More damning observations came from Bermuda's minister of finance, Bob Richards, who called the blacklist "unjustified and baseless," adding: “The criterion for inclusion was if 10 or more EU member states had listed a country on their national black-list. 11 EU Member States have Bermuda on their national black-list.
 
“Bermuda has signed a large number of tax information exchange agreements with countries around the world and today has 80 treaty partners because of signing the Multilateral Tax Convention (a multilateral TIEA).
 
“Those 80 partners include all G20 countries, all OECD countries except for one, and all EU countries except for two because those three countries have not yet signed the international standard on tax matters, the Multilateral Convention.

"At least five of those 11 EU member states that have us on their national blacklist have not performed their obligations in one way or the other. Two of the five [have still] to give beneficial recognition to the Multilateral Tax Convention in their blacklist criteria, one is still in the process of considering recognition of the multilateral convention, one has not kept their promise to send Bermuda documents to sign to take us off their list, one which is one of the two EU member states I earlier mentioned has not even signed up to the Multilateral Tax Convention, and one publicly announced earlier this year that it had taken Bermuda off its blacklist. We have been waiting for their co-operation. It is surprising then that we would be labelled as 'unco-operative.'

A jumble of impulses

"A closer scrutiny of this latest development reveals something wrong with this process. Not all EU members agree on how they compile their blacklists. Some are based on a combination of tax transparency concerns and low tax rates; others are triggered by low tax rates alone, and some are triggered by a lack of a tax information exchange agreement."

He went on to say that any national list whose trigger included low or no income tax should be disqualified, as a sovereign state's determination of its own level of income tax was quite all right according to the UN, the World Trade Organisation, the International Monetary Fund, the Organisation for Economic Control and Development and the Group of 20 Industrialised Nations (actually a group of 19), adding: "If there had been [any] consultation we would have had the opportunity to point out that at least 5 of the 11 countries named as black-listing Bermuda had either not performed their obligation required to consummate a tax information exchange agreement with Bermuda or had failed to keep their promise made to Bermuda to amend their legislation to remove us from their blacklist.”

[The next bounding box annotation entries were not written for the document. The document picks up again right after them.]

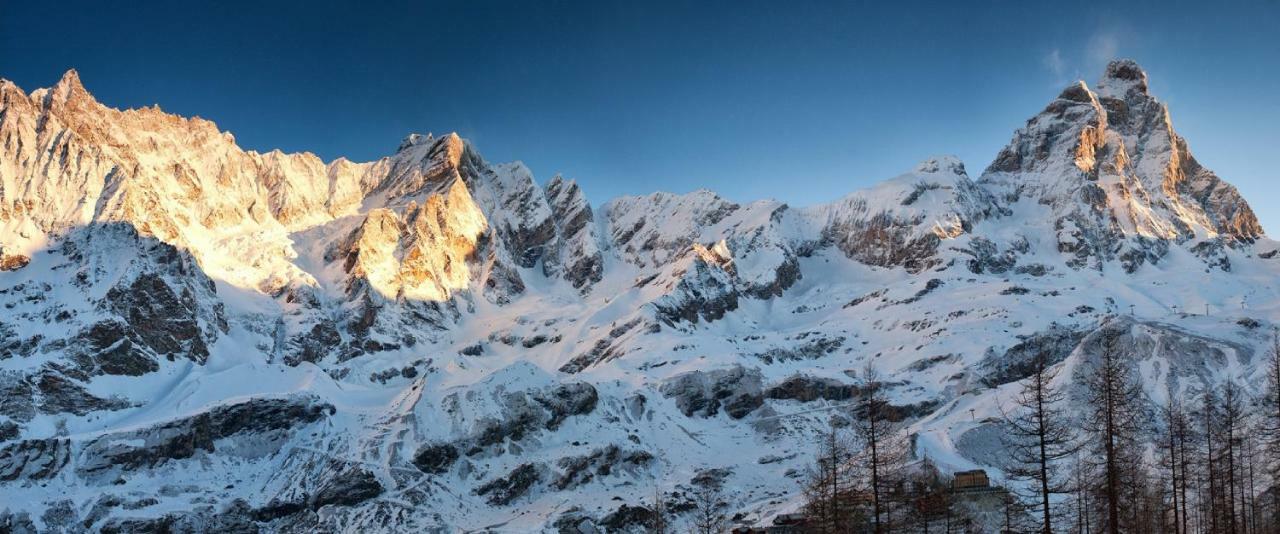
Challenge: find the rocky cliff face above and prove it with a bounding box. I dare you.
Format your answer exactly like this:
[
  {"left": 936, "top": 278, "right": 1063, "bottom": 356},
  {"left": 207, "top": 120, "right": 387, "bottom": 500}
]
[{"left": 0, "top": 61, "right": 1280, "bottom": 531}]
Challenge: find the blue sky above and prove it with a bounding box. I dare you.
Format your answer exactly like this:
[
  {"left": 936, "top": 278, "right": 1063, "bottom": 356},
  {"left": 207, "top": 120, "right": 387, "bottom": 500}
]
[{"left": 0, "top": 0, "right": 1280, "bottom": 228}]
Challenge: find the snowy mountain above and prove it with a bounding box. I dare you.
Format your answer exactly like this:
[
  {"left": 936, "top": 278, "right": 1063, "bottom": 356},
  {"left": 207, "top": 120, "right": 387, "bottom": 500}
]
[{"left": 0, "top": 60, "right": 1280, "bottom": 531}]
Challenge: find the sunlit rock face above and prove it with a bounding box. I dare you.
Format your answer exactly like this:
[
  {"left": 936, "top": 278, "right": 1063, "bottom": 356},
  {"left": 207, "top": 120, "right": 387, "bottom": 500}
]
[
  {"left": 0, "top": 61, "right": 1280, "bottom": 531},
  {"left": 982, "top": 60, "right": 1262, "bottom": 271}
]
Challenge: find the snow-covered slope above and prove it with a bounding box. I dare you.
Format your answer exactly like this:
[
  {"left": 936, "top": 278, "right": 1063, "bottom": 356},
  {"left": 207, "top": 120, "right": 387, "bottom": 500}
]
[{"left": 0, "top": 61, "right": 1280, "bottom": 531}]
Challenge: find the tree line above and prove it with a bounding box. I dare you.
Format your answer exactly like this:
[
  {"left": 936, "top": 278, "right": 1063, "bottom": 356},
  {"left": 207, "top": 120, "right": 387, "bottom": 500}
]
[{"left": 768, "top": 329, "right": 1280, "bottom": 534}]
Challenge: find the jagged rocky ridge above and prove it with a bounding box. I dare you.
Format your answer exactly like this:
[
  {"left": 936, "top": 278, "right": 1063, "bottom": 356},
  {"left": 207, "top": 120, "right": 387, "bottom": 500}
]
[{"left": 0, "top": 61, "right": 1280, "bottom": 531}]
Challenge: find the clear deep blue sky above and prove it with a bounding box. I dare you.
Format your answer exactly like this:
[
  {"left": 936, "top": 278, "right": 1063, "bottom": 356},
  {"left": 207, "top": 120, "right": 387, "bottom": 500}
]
[{"left": 0, "top": 0, "right": 1280, "bottom": 229}]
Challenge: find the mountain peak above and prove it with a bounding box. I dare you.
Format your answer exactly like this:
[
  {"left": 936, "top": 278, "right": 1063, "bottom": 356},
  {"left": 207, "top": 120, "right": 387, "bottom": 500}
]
[
  {"left": 46, "top": 69, "right": 95, "bottom": 106},
  {"left": 915, "top": 154, "right": 968, "bottom": 175},
  {"left": 1098, "top": 59, "right": 1147, "bottom": 97}
]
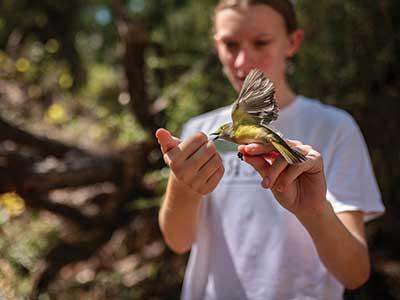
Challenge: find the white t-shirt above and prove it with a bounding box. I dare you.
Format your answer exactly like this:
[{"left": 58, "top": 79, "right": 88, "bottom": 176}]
[{"left": 182, "top": 96, "right": 384, "bottom": 300}]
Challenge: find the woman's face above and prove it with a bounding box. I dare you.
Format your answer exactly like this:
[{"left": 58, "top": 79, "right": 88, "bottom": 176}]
[{"left": 214, "top": 4, "right": 301, "bottom": 91}]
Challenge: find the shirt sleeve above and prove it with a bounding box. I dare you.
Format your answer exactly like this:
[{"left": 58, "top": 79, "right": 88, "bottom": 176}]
[{"left": 326, "top": 119, "right": 385, "bottom": 221}]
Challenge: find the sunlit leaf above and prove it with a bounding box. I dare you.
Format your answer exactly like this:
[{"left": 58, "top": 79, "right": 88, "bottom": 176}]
[
  {"left": 44, "top": 39, "right": 60, "bottom": 54},
  {"left": 0, "top": 193, "right": 25, "bottom": 217},
  {"left": 15, "top": 57, "right": 31, "bottom": 73},
  {"left": 58, "top": 73, "right": 74, "bottom": 89},
  {"left": 46, "top": 103, "right": 68, "bottom": 123}
]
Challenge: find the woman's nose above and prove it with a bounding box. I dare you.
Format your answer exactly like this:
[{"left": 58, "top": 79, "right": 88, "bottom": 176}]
[{"left": 234, "top": 49, "right": 252, "bottom": 68}]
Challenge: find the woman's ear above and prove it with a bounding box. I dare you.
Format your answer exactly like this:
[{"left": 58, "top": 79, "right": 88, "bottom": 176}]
[{"left": 286, "top": 29, "right": 304, "bottom": 58}]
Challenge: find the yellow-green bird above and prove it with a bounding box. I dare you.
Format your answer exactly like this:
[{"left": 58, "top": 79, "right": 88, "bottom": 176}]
[{"left": 211, "top": 70, "right": 306, "bottom": 164}]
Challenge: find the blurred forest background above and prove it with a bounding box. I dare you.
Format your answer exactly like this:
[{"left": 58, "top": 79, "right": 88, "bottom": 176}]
[{"left": 0, "top": 0, "right": 400, "bottom": 300}]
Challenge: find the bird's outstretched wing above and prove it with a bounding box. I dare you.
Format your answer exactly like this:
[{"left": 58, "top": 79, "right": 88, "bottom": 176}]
[{"left": 232, "top": 69, "right": 279, "bottom": 127}]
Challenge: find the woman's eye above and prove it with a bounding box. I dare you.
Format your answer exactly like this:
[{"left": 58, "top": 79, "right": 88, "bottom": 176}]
[
  {"left": 224, "top": 41, "right": 238, "bottom": 50},
  {"left": 254, "top": 40, "right": 271, "bottom": 48}
]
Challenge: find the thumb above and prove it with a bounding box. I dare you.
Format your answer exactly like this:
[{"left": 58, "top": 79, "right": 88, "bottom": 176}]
[{"left": 156, "top": 128, "right": 181, "bottom": 153}]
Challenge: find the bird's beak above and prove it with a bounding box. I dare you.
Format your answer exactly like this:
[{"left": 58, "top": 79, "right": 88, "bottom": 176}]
[{"left": 210, "top": 132, "right": 219, "bottom": 141}]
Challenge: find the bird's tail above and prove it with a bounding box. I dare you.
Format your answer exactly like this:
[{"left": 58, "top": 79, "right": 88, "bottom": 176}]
[{"left": 271, "top": 134, "right": 307, "bottom": 164}]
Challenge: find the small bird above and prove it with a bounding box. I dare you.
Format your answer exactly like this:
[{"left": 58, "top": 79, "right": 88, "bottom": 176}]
[{"left": 211, "top": 69, "right": 306, "bottom": 164}]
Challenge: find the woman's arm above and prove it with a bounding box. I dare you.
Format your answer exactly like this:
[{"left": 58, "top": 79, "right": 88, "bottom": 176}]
[
  {"left": 239, "top": 141, "right": 370, "bottom": 289},
  {"left": 298, "top": 206, "right": 370, "bottom": 289}
]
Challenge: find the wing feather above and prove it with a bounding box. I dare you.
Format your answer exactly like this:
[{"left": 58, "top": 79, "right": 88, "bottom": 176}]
[{"left": 232, "top": 69, "right": 279, "bottom": 126}]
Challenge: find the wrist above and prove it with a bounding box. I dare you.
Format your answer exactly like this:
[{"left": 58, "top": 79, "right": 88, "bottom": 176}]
[{"left": 167, "top": 172, "right": 203, "bottom": 202}]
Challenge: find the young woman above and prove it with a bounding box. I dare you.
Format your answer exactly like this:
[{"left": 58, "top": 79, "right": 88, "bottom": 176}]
[{"left": 156, "top": 0, "right": 384, "bottom": 300}]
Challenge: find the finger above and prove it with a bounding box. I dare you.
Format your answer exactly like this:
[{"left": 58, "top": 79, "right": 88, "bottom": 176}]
[
  {"left": 262, "top": 155, "right": 289, "bottom": 188},
  {"left": 185, "top": 142, "right": 217, "bottom": 170},
  {"left": 178, "top": 132, "right": 208, "bottom": 160},
  {"left": 200, "top": 167, "right": 225, "bottom": 195},
  {"left": 239, "top": 143, "right": 275, "bottom": 155},
  {"left": 243, "top": 155, "right": 270, "bottom": 178},
  {"left": 155, "top": 128, "right": 181, "bottom": 154},
  {"left": 164, "top": 132, "right": 208, "bottom": 169},
  {"left": 190, "top": 154, "right": 223, "bottom": 190}
]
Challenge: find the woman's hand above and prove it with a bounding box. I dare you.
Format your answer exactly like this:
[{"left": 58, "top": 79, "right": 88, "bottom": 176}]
[
  {"left": 156, "top": 128, "right": 224, "bottom": 195},
  {"left": 239, "top": 141, "right": 327, "bottom": 217}
]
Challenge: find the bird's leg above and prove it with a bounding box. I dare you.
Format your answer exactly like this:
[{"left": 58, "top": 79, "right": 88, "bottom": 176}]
[{"left": 238, "top": 152, "right": 243, "bottom": 160}]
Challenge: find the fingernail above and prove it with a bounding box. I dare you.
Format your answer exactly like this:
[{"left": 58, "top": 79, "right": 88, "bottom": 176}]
[{"left": 276, "top": 184, "right": 285, "bottom": 193}]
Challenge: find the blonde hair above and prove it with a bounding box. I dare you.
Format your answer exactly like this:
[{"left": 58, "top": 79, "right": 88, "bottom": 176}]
[{"left": 213, "top": 0, "right": 298, "bottom": 33}]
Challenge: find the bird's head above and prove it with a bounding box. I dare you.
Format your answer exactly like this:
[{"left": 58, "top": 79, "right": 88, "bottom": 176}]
[{"left": 211, "top": 123, "right": 232, "bottom": 141}]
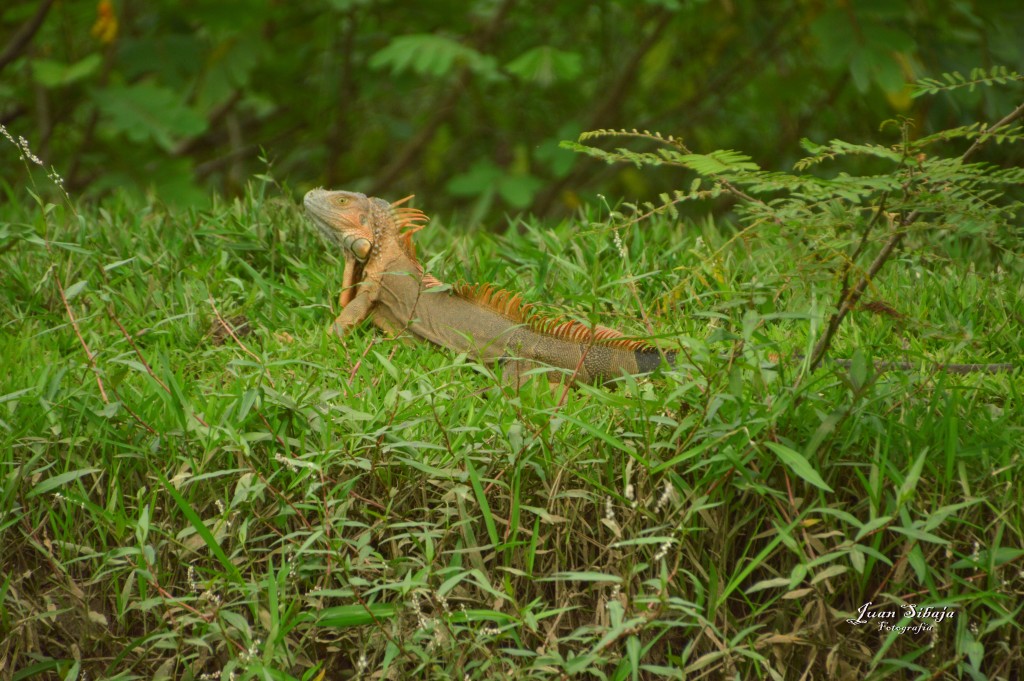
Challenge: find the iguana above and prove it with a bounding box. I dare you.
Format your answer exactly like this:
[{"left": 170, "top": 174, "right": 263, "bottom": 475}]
[{"left": 303, "top": 189, "right": 676, "bottom": 385}]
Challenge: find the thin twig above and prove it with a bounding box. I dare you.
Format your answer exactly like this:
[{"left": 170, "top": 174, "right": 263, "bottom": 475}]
[{"left": 55, "top": 272, "right": 111, "bottom": 405}]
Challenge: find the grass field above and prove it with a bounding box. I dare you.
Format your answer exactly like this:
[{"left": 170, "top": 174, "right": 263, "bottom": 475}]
[{"left": 0, "top": 166, "right": 1024, "bottom": 681}]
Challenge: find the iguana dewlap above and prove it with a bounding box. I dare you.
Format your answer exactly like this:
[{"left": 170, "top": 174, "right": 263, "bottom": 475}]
[{"left": 304, "top": 189, "right": 675, "bottom": 383}]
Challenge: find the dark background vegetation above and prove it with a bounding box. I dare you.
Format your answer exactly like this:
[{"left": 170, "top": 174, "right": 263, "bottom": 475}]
[{"left": 6, "top": 0, "right": 1024, "bottom": 219}]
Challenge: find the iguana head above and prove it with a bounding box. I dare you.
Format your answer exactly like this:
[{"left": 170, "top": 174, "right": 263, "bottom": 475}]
[
  {"left": 303, "top": 189, "right": 427, "bottom": 298},
  {"left": 303, "top": 189, "right": 390, "bottom": 263}
]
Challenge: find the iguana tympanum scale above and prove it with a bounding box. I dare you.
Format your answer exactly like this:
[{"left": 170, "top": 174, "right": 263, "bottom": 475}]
[{"left": 304, "top": 189, "right": 675, "bottom": 384}]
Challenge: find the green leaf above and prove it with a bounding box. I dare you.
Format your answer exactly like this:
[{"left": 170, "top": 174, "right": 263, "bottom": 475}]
[
  {"left": 27, "top": 468, "right": 99, "bottom": 499},
  {"left": 93, "top": 83, "right": 207, "bottom": 152},
  {"left": 300, "top": 603, "right": 395, "bottom": 629},
  {"left": 32, "top": 53, "right": 102, "bottom": 89},
  {"left": 370, "top": 33, "right": 498, "bottom": 76},
  {"left": 765, "top": 442, "right": 833, "bottom": 492},
  {"left": 505, "top": 45, "right": 583, "bottom": 87}
]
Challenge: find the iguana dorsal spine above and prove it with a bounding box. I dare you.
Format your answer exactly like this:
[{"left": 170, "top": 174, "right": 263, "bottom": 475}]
[{"left": 304, "top": 189, "right": 675, "bottom": 383}]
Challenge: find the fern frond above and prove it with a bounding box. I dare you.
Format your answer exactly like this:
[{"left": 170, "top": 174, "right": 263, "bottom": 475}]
[
  {"left": 911, "top": 67, "right": 1024, "bottom": 97},
  {"left": 577, "top": 128, "right": 685, "bottom": 148}
]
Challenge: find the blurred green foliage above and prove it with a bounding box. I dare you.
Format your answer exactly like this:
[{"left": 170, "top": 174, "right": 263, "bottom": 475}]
[{"left": 0, "top": 0, "right": 1024, "bottom": 218}]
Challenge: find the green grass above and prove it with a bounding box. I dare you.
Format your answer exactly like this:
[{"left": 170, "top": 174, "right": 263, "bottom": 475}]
[{"left": 0, "top": 176, "right": 1024, "bottom": 681}]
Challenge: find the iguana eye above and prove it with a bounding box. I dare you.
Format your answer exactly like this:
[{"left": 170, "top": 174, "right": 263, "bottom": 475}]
[{"left": 352, "top": 239, "right": 372, "bottom": 260}]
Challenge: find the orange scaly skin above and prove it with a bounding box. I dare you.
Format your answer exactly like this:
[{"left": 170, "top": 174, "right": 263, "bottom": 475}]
[{"left": 303, "top": 189, "right": 675, "bottom": 384}]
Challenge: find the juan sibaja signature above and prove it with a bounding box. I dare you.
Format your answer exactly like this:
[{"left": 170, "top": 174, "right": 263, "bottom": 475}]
[{"left": 847, "top": 602, "right": 956, "bottom": 634}]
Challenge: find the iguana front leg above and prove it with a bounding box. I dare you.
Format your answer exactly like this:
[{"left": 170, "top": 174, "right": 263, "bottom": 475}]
[{"left": 332, "top": 280, "right": 381, "bottom": 338}]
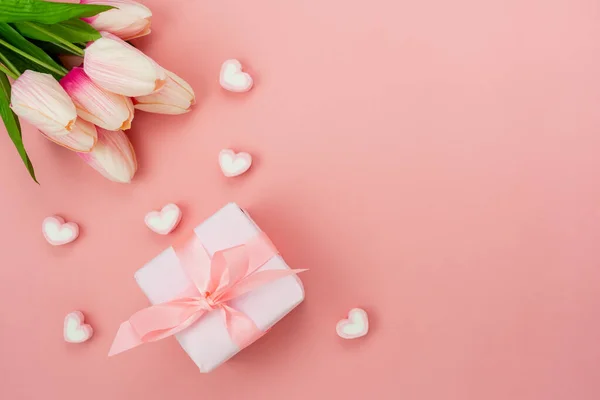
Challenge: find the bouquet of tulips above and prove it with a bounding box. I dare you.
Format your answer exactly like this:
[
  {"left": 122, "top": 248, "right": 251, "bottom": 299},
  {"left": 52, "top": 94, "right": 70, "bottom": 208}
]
[{"left": 0, "top": 0, "right": 194, "bottom": 183}]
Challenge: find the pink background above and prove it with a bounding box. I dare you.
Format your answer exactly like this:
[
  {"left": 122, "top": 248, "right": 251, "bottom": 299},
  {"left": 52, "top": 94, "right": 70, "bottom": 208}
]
[{"left": 0, "top": 0, "right": 600, "bottom": 400}]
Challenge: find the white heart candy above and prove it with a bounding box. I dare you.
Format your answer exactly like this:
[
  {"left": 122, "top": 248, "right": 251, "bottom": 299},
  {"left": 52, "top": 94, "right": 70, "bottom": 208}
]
[
  {"left": 42, "top": 216, "right": 79, "bottom": 246},
  {"left": 336, "top": 308, "right": 369, "bottom": 339},
  {"left": 219, "top": 149, "right": 252, "bottom": 177},
  {"left": 63, "top": 311, "right": 94, "bottom": 343},
  {"left": 144, "top": 203, "right": 181, "bottom": 235},
  {"left": 219, "top": 59, "right": 254, "bottom": 93}
]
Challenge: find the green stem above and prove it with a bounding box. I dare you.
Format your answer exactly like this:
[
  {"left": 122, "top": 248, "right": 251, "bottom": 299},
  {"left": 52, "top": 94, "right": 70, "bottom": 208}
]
[
  {"left": 23, "top": 22, "right": 83, "bottom": 57},
  {"left": 0, "top": 39, "right": 69, "bottom": 76},
  {"left": 0, "top": 52, "right": 21, "bottom": 78},
  {"left": 0, "top": 64, "right": 19, "bottom": 80}
]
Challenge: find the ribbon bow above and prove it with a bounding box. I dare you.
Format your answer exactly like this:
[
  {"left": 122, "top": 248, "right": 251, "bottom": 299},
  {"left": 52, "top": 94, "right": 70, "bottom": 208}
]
[{"left": 108, "top": 232, "right": 306, "bottom": 356}]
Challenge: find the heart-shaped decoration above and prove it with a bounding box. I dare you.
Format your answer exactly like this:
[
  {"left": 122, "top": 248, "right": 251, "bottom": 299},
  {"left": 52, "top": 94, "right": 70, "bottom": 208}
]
[
  {"left": 336, "top": 308, "right": 369, "bottom": 339},
  {"left": 219, "top": 149, "right": 252, "bottom": 178},
  {"left": 42, "top": 215, "right": 79, "bottom": 246},
  {"left": 64, "top": 311, "right": 94, "bottom": 343},
  {"left": 219, "top": 59, "right": 254, "bottom": 93},
  {"left": 144, "top": 203, "right": 181, "bottom": 235}
]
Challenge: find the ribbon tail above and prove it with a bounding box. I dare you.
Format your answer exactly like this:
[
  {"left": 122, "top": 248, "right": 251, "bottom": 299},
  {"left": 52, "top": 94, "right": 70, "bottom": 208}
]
[
  {"left": 218, "top": 269, "right": 308, "bottom": 302},
  {"left": 221, "top": 304, "right": 265, "bottom": 350},
  {"left": 108, "top": 298, "right": 207, "bottom": 357}
]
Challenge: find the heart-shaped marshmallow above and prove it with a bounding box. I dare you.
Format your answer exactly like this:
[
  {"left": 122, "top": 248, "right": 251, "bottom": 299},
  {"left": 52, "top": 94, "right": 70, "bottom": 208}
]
[
  {"left": 64, "top": 311, "right": 94, "bottom": 343},
  {"left": 336, "top": 308, "right": 369, "bottom": 339},
  {"left": 219, "top": 149, "right": 252, "bottom": 178},
  {"left": 219, "top": 59, "right": 254, "bottom": 93},
  {"left": 144, "top": 203, "right": 181, "bottom": 235},
  {"left": 42, "top": 215, "right": 79, "bottom": 246}
]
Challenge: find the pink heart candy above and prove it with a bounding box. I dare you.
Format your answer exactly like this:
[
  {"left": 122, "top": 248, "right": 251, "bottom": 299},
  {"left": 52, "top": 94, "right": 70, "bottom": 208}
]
[
  {"left": 144, "top": 203, "right": 181, "bottom": 235},
  {"left": 219, "top": 149, "right": 252, "bottom": 177},
  {"left": 63, "top": 311, "right": 94, "bottom": 343},
  {"left": 42, "top": 215, "right": 79, "bottom": 246},
  {"left": 219, "top": 59, "right": 254, "bottom": 93},
  {"left": 336, "top": 308, "right": 369, "bottom": 339}
]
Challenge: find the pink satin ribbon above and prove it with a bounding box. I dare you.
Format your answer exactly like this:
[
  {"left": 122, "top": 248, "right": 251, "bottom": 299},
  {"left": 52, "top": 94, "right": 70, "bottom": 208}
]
[{"left": 108, "top": 232, "right": 306, "bottom": 356}]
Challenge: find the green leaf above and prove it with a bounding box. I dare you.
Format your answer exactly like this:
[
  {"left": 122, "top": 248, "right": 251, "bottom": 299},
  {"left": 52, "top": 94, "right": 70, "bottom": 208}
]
[
  {"left": 0, "top": 0, "right": 113, "bottom": 24},
  {"left": 30, "top": 38, "right": 81, "bottom": 57},
  {"left": 0, "top": 72, "right": 38, "bottom": 183},
  {"left": 0, "top": 22, "right": 68, "bottom": 79},
  {"left": 14, "top": 19, "right": 101, "bottom": 48}
]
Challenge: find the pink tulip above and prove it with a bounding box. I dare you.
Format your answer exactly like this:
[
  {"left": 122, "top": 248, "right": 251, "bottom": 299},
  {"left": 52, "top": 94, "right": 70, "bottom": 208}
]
[
  {"left": 81, "top": 0, "right": 152, "bottom": 40},
  {"left": 60, "top": 68, "right": 134, "bottom": 131},
  {"left": 133, "top": 71, "right": 196, "bottom": 115},
  {"left": 83, "top": 32, "right": 167, "bottom": 97},
  {"left": 11, "top": 70, "right": 77, "bottom": 136},
  {"left": 78, "top": 128, "right": 137, "bottom": 183},
  {"left": 40, "top": 118, "right": 98, "bottom": 153}
]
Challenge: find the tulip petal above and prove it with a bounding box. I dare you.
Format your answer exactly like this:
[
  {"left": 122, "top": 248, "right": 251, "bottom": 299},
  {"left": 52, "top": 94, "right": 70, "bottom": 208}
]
[
  {"left": 81, "top": 0, "right": 152, "bottom": 40},
  {"left": 60, "top": 68, "right": 134, "bottom": 131},
  {"left": 134, "top": 71, "right": 196, "bottom": 115},
  {"left": 78, "top": 128, "right": 137, "bottom": 183},
  {"left": 84, "top": 32, "right": 167, "bottom": 97},
  {"left": 40, "top": 118, "right": 98, "bottom": 152},
  {"left": 11, "top": 70, "right": 77, "bottom": 136}
]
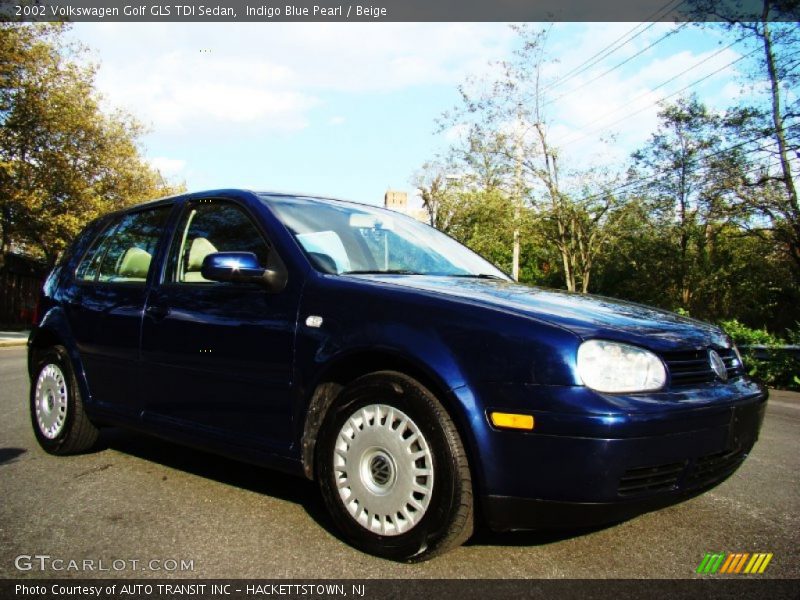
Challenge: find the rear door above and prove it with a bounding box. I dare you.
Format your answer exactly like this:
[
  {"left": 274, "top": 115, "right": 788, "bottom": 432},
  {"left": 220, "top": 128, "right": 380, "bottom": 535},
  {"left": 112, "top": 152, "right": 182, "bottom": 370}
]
[
  {"left": 142, "top": 199, "right": 299, "bottom": 447},
  {"left": 65, "top": 205, "right": 172, "bottom": 416}
]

The London Independent reports: "The [European] Commission says the current corporate tax rules in the EU date from the 1930s and that a company operating across borders in the EU pays on average 30% less tax than a company operating in only one." This is as maybe, but the fact remains that the EU has thrown itself into a fight against (essentially legal) tax avoidance, spearheaded by the UK.

Then comes the criticism from Guernsey, a jurisdiction that was placed on the list without being joined by its sister-jurisdiction of Jersey. The Lawyer, a British magazine, claims that it was included 'by accident.'

Jonathan Le Tocq, the first minister of the isle, thought it disingenuous of the commissioner in charge of the blacklist, Moscovici, to have enthused about Guernsey just over a month ago, only to oversee its blacklisting now. He pointed out that his island was ahead of many EU countries in 'tax transparency' and co-operation and was going to be an 'early adopter' of the Common Reporting Standard (unlike the EU's Austria) and therefore was "well ahead of the full EU 28."

Achievements overlooked

The island government also feels aggrieved at not having been given credit for voluntarily adhering to the principles of the Code of Conduct on Business Taxation, which has been formally endorsed by the Code Group, or for volunteering to follow the EU Savings Directive and for exchanging information voluntarily from 2011 onwards. This means that information relating to accounts held in Guernsey by individuals resident in any EU Member State is now automatically sent to their home jurisdiction each year.

The EU blacklist is a sort of consolidation of national tax blacklists as they stood six months ago and includes any jurisdiction on 10 or more member states’ lists. Guernsey, however, is only on 9, though it is included because Sark – for which it has no legal responsibility in tax matters – appears on another blacklist. Needless to say, the island's government is accusing Moscovici of being arbitrary and inconsistent. The Isle of Man and Gibraltar, both nowhere to be seen on the EU blacklist, are also on 9 national ones.

Tax Justice, meanwhile, has commented that tax-haven blacklists "tend to include ‘minnows’ but not the big fish."